Moreover, the report says that remittances have continued to rise despite the impediments posed by the 2008 global economic crisis and consequent fears of financial stagnation.

The report also urges governments to reduce the transfer costs associated with remittances, which often run as high as 12 per cent.

The potential pay-off for LDCs posed by remittances is “significant,” the report notes, considering that some 27.5 million LDC citizens live and work abroad.

Over the past decade, remittances have steadily surpassed the value of foreign direct investment to LDCs, the report added.

UNCTAD’s Secretary-General, Supachai Panitchpakdi, added to the report’s call for LDC governments to take greater action in freeing up liquidity provided by remittances and guiding it towards domestic development opportunities.

“LDCs cannot always remain dependent on official development assistance (ODA),” Panitchpakdi told reporters here, noting that Overseas Developmental Assistance (ODA) continued to exceed remittances as a source of foreign financing.

“They have to make their own effort to mobilize their own capital.”

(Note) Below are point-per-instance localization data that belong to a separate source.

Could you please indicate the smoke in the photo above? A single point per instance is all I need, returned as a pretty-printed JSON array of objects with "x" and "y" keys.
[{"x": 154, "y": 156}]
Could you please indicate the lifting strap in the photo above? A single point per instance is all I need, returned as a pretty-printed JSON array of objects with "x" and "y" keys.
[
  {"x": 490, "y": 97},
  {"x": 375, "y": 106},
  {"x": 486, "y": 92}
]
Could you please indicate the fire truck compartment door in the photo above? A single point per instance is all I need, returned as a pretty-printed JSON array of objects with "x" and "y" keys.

UNCTAD warns, however, that with the growing danger of global economic stagnation and deflation, LDCs must escalate their policy rethink of how remittances can promote industrial development and structural transformation through a freer channel of investment.

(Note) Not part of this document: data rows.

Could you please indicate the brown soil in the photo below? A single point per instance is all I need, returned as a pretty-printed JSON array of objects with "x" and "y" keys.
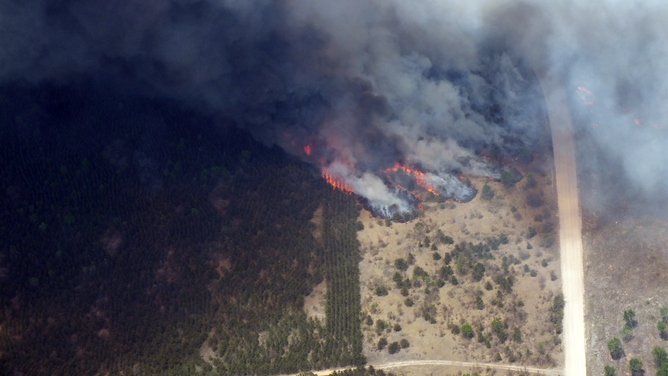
[{"x": 470, "y": 222}]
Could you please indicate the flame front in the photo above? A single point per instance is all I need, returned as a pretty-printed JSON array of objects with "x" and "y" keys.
[
  {"x": 336, "y": 183},
  {"x": 420, "y": 177}
]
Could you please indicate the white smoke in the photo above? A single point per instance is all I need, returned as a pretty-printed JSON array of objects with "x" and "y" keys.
[{"x": 371, "y": 81}]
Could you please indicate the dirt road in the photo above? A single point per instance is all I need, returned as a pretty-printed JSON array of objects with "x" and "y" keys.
[
  {"x": 413, "y": 363},
  {"x": 570, "y": 232}
]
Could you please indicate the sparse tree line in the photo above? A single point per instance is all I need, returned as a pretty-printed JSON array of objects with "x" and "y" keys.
[
  {"x": 636, "y": 367},
  {"x": 468, "y": 262}
]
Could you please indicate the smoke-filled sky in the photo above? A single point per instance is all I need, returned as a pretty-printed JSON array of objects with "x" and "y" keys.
[{"x": 357, "y": 85}]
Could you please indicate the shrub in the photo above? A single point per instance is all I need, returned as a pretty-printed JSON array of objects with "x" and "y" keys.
[
  {"x": 401, "y": 264},
  {"x": 635, "y": 366},
  {"x": 609, "y": 371},
  {"x": 507, "y": 178},
  {"x": 467, "y": 331},
  {"x": 394, "y": 348},
  {"x": 615, "y": 348},
  {"x": 478, "y": 272},
  {"x": 359, "y": 226},
  {"x": 380, "y": 326},
  {"x": 419, "y": 272},
  {"x": 660, "y": 356},
  {"x": 487, "y": 192},
  {"x": 381, "y": 291},
  {"x": 479, "y": 304}
]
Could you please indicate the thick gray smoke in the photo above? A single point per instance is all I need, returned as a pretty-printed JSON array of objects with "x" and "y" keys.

“This may entail a range of policy interventions, such as domestic and regional development policies aimed at inducing private investments,” the UN report notes, adding that new measures could also include “appropriate financial and regulatory reforms designed to reduce transaction costs and promote greater financial inclusions and credit provision for small- and medium- sized enterprises”

UNCTAD says while money flows from LDC migrants are crucial to the advancement of the world’s poorest nations, it is the migrants’ very departure which often contributes to the further debilitation of an LDC’s chances of development.

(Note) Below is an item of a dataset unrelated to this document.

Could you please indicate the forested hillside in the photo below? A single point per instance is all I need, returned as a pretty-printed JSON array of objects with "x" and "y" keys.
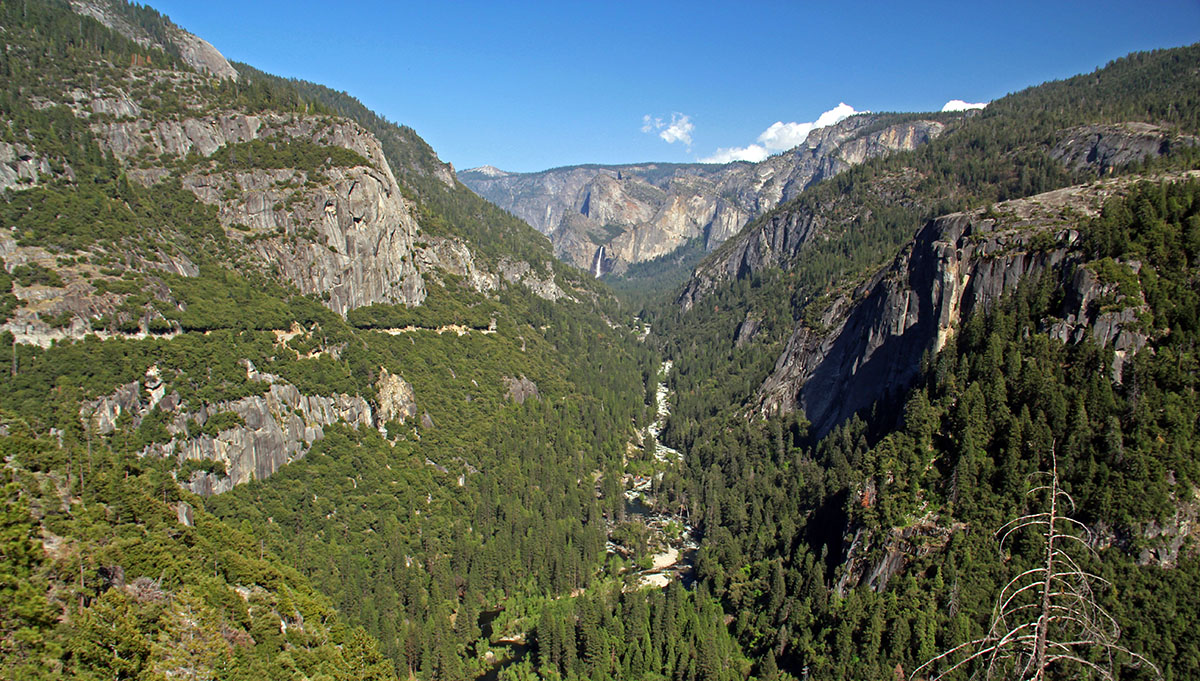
[
  {"x": 283, "y": 399},
  {"x": 868, "y": 550}
]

According to the report, the impact of “brain drain” on LDC countries appears to reinforce international inequalities in the availability of qualified personnel, and to damage LDCs’ prospects for long-term economic growth.

“Brain drain causes great damage to impoverished countries by removing the very people who could most help in stimulating economic growth,” the report states, adding that skilled, highly educated citizens are needed in the poorest countries to help them cope not only with development challenges but also the rising threat of climate change and its after-effects.

In an effort to counter the negative effects of the brain drain, UNCTAD has proposed a knowledge-transfer scheme , known as the “Investing in Diaspora Knowledge Transfer” aimed at enabling highly skilled members of the LDC Diaspora, including an estimated two million university-educated migrants, to drive learning and investment in home countries.

UNCTAD says the initiative would provide Diaspora members with preferential access to the seed capital required to initiate investment back home at preferential interest rates.